International

Truck queues back up after fighting closes Afghan-Pakistan border

By Mehreen Zahra-Malik and Jibran Ahmed

TORKHAM BORDER CROSSING, Pakistan (Reuters) – Hundreds of trucks lined roads leading to the normally bustling Torkham border crossing between Pakistan and Afghanistan on Thursday, with drivers increasingly frustrated at an impasse between the two countries over their disputed frontier.

Pakistan is going ahead with plans to build a barrier at the crossing, saying that it is necessary to keep out Islamist militants sneaking in from Afghanistan.

But Afghanistan rejects the Durand Line border drawn up in 1893, and the row over a solid recognition of that boundary led to armed clashes between the neighbouring countries on Sunday that killed four people.

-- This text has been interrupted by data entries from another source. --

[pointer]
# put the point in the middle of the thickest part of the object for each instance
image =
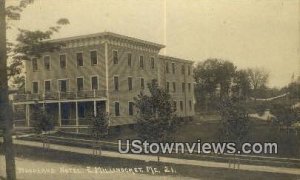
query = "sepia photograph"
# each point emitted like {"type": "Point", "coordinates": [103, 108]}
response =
{"type": "Point", "coordinates": [149, 89]}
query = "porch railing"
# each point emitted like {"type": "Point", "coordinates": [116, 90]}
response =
{"type": "Point", "coordinates": [69, 95]}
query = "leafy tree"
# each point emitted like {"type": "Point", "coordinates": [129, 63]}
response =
{"type": "Point", "coordinates": [156, 118]}
{"type": "Point", "coordinates": [284, 113]}
{"type": "Point", "coordinates": [209, 75]}
{"type": "Point", "coordinates": [294, 90]}
{"type": "Point", "coordinates": [242, 86]}
{"type": "Point", "coordinates": [10, 71]}
{"type": "Point", "coordinates": [258, 79]}
{"type": "Point", "coordinates": [99, 127]}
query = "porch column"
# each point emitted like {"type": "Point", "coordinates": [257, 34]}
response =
{"type": "Point", "coordinates": [59, 114]}
{"type": "Point", "coordinates": [27, 115]}
{"type": "Point", "coordinates": [76, 110]}
{"type": "Point", "coordinates": [95, 108]}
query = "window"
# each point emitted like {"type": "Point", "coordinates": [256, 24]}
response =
{"type": "Point", "coordinates": [47, 86]}
{"type": "Point", "coordinates": [81, 110]}
{"type": "Point", "coordinates": [167, 67]}
{"type": "Point", "coordinates": [47, 62]}
{"type": "Point", "coordinates": [34, 64]}
{"type": "Point", "coordinates": [142, 83]}
{"type": "Point", "coordinates": [142, 62]}
{"type": "Point", "coordinates": [116, 83]}
{"type": "Point", "coordinates": [168, 87]}
{"type": "Point", "coordinates": [63, 61]}
{"type": "Point", "coordinates": [130, 108]}
{"type": "Point", "coordinates": [129, 56]}
{"type": "Point", "coordinates": [173, 68]}
{"type": "Point", "coordinates": [175, 105]}
{"type": "Point", "coordinates": [117, 108]}
{"type": "Point", "coordinates": [129, 83]}
{"type": "Point", "coordinates": [174, 87]}
{"type": "Point", "coordinates": [62, 85]}
{"type": "Point", "coordinates": [94, 83]}
{"type": "Point", "coordinates": [182, 69]}
{"type": "Point", "coordinates": [79, 84]}
{"type": "Point", "coordinates": [115, 57]}
{"type": "Point", "coordinates": [94, 59]}
{"type": "Point", "coordinates": [79, 58]}
{"type": "Point", "coordinates": [181, 105]}
{"type": "Point", "coordinates": [35, 87]}
{"type": "Point", "coordinates": [152, 63]}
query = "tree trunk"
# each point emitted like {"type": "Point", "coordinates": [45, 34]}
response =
{"type": "Point", "coordinates": [5, 110]}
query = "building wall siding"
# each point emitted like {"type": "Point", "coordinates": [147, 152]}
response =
{"type": "Point", "coordinates": [122, 70]}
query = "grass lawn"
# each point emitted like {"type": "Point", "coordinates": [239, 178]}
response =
{"type": "Point", "coordinates": [105, 162]}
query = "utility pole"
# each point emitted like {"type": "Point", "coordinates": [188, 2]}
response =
{"type": "Point", "coordinates": [5, 110]}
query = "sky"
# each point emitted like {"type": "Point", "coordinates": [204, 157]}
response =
{"type": "Point", "coordinates": [249, 33]}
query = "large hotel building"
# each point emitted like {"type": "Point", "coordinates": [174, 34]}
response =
{"type": "Point", "coordinates": [103, 70]}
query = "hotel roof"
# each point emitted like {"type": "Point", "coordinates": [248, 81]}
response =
{"type": "Point", "coordinates": [108, 34]}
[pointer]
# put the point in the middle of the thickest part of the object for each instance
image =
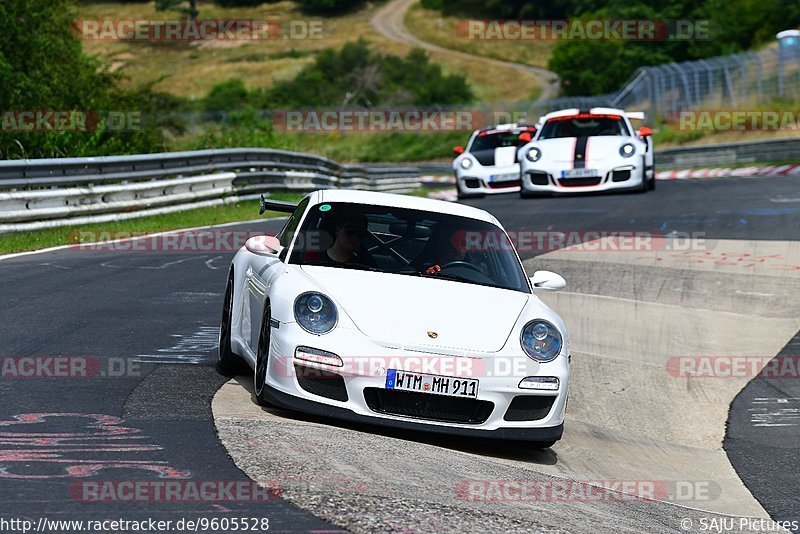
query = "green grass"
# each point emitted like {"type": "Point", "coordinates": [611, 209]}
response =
{"type": "Point", "coordinates": [201, 217]}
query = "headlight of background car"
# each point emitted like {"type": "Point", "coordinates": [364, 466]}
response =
{"type": "Point", "coordinates": [315, 313]}
{"type": "Point", "coordinates": [534, 154]}
{"type": "Point", "coordinates": [627, 150]}
{"type": "Point", "coordinates": [541, 340]}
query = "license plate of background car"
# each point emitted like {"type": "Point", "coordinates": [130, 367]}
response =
{"type": "Point", "coordinates": [437, 385]}
{"type": "Point", "coordinates": [579, 173]}
{"type": "Point", "coordinates": [503, 177]}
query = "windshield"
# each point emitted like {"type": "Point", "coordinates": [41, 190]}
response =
{"type": "Point", "coordinates": [408, 242]}
{"type": "Point", "coordinates": [583, 126]}
{"type": "Point", "coordinates": [497, 140]}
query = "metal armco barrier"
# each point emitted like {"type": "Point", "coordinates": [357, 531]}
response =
{"type": "Point", "coordinates": [56, 191]}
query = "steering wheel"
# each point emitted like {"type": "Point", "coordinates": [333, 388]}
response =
{"type": "Point", "coordinates": [461, 264]}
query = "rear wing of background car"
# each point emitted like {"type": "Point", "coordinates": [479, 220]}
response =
{"type": "Point", "coordinates": [276, 205]}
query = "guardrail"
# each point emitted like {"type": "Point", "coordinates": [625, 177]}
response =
{"type": "Point", "coordinates": [767, 151]}
{"type": "Point", "coordinates": [54, 192]}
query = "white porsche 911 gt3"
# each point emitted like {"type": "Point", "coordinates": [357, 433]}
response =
{"type": "Point", "coordinates": [400, 311]}
{"type": "Point", "coordinates": [489, 164]}
{"type": "Point", "coordinates": [577, 151]}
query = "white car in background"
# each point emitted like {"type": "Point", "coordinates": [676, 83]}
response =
{"type": "Point", "coordinates": [489, 163]}
{"type": "Point", "coordinates": [578, 151]}
{"type": "Point", "coordinates": [397, 311]}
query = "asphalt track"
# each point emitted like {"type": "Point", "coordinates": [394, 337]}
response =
{"type": "Point", "coordinates": [160, 309]}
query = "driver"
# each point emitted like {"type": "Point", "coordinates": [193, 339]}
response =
{"type": "Point", "coordinates": [346, 249]}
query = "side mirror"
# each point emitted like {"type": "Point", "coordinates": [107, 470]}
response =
{"type": "Point", "coordinates": [263, 245]}
{"type": "Point", "coordinates": [548, 281]}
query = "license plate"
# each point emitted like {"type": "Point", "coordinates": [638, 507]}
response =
{"type": "Point", "coordinates": [437, 385]}
{"type": "Point", "coordinates": [504, 177]}
{"type": "Point", "coordinates": [579, 173]}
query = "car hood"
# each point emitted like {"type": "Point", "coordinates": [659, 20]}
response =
{"type": "Point", "coordinates": [400, 310]}
{"type": "Point", "coordinates": [598, 149]}
{"type": "Point", "coordinates": [496, 157]}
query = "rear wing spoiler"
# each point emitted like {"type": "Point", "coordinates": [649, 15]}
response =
{"type": "Point", "coordinates": [276, 205]}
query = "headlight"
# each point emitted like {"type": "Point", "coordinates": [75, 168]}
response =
{"type": "Point", "coordinates": [541, 340]}
{"type": "Point", "coordinates": [534, 154]}
{"type": "Point", "coordinates": [627, 150]}
{"type": "Point", "coordinates": [315, 313]}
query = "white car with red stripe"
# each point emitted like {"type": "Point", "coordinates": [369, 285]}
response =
{"type": "Point", "coordinates": [489, 163]}
{"type": "Point", "coordinates": [578, 151]}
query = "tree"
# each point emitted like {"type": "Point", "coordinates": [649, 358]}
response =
{"type": "Point", "coordinates": [190, 10]}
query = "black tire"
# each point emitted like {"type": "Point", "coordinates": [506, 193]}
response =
{"type": "Point", "coordinates": [651, 184]}
{"type": "Point", "coordinates": [645, 186]}
{"type": "Point", "coordinates": [262, 358]}
{"type": "Point", "coordinates": [462, 195]}
{"type": "Point", "coordinates": [228, 362]}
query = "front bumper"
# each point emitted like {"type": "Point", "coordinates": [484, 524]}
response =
{"type": "Point", "coordinates": [480, 180]}
{"type": "Point", "coordinates": [619, 177]}
{"type": "Point", "coordinates": [348, 392]}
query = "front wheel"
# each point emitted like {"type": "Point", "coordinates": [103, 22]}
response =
{"type": "Point", "coordinates": [262, 358]}
{"type": "Point", "coordinates": [228, 362]}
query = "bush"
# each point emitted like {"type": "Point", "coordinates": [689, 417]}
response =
{"type": "Point", "coordinates": [355, 76]}
{"type": "Point", "coordinates": [228, 95]}
{"type": "Point", "coordinates": [329, 7]}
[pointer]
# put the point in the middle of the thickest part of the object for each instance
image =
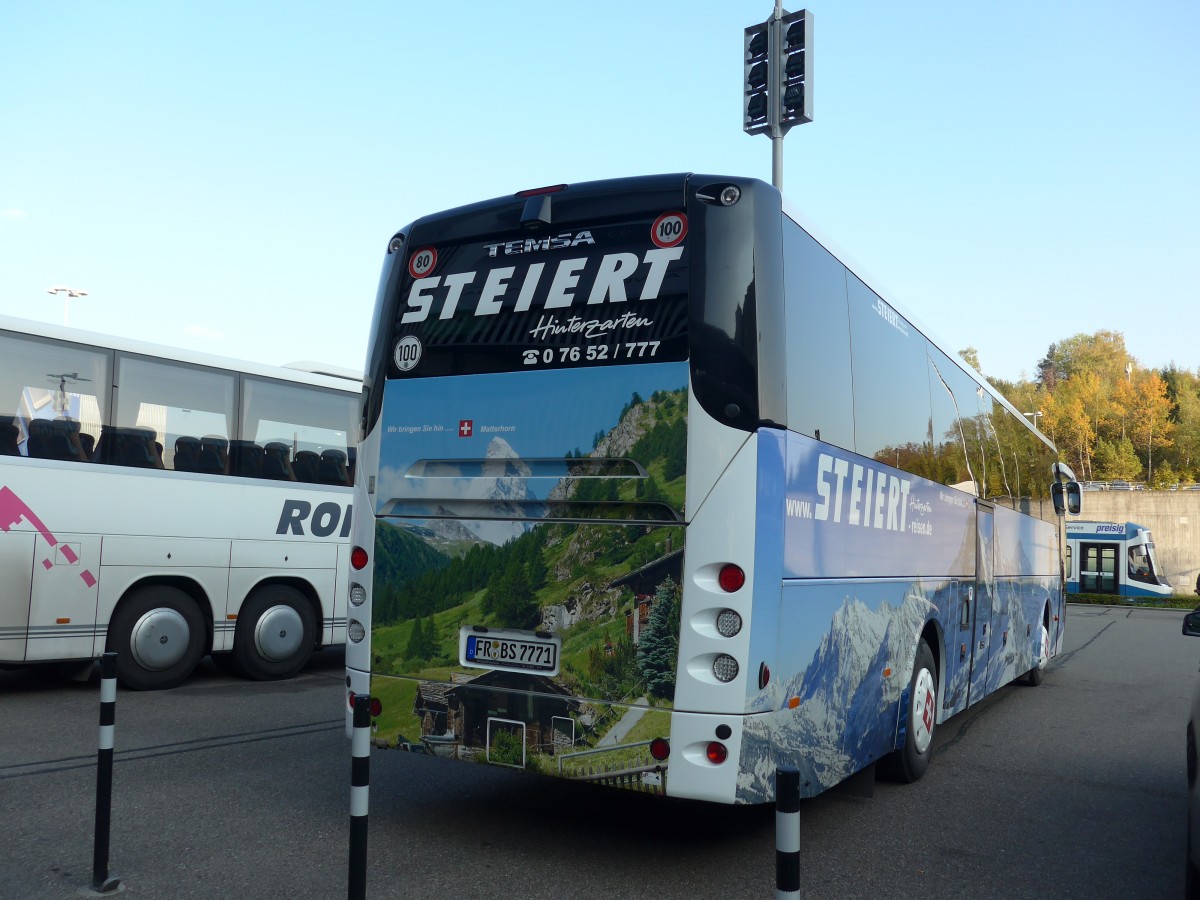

“We’re just sitting here waiting for some good news,” said Musa Jan, an Afghan truck driver from the northern city of Mazar-i-Sharif, stuck in Pakistan since Sunday night.

“We just want this to end so we can go home and get back to making an honest living.”

Hundreds of brightly painted trucks lined both sides of the road at the end of the Khyber Pass, unable to deliver their cargo. The smell of rotting fruit filled the air, and drivers sheltered from the sun under their vehicles during the Muslim fasting month of Ramadan.

Thousands of vehicles normally pass through the crossing every week, making it a vital trade link between the countries.

A ceasefire agreed by Afghanistan and Pakistan is holding, but the weekend skirmishes reflected strained relations between them in recent months.

Afghanistan, struggling to contain a stubborn insurgency led by Taliban militants, blames Pakistan for harbouring fighters and allied networks on its territory.

Pakistan denies it supports militants, and says it is building the gate at Torkham to stop the movement of militants coming the other way, from Afghanistan.

“In the past there would be small skirmishes, but nothing like this,” said one guard at the crossing, Shafi Ullah, referring to the weekend clashes.

“But we will build this gate at all costs. … There is terrorism, there are blasts – it all comes from that side (Afghanistan).”

Pakistan’s top foreign policy official, Sartaj Aziz, told parliament on Thursday that Afghan forces started the clashes.

“There has been no aggression or provocation by Pakistan,” Aziz said.

Afghan officials, however, blame Pakistan.

“The past three times, Pakistani forces attacked us and our forces were in a defensive position and defended themselves and our soil,” said Attaullah Khogyani, spokesman for Afghanistan’s Nangarhar province where Torkham is located.

Afghanistan’s ambassador in Islamabad, Omar Zakhilwal, on Thursday accused Pakistan of reneging on ceasefire terms that he said included halting construction of the gate.

Zarwaid Khan, a Pakistani border guard, said construction of the gate was continuing and there was no fighting on Thursday, although he said the situation was still “delicate”.

“We are watching and waiting,” he said.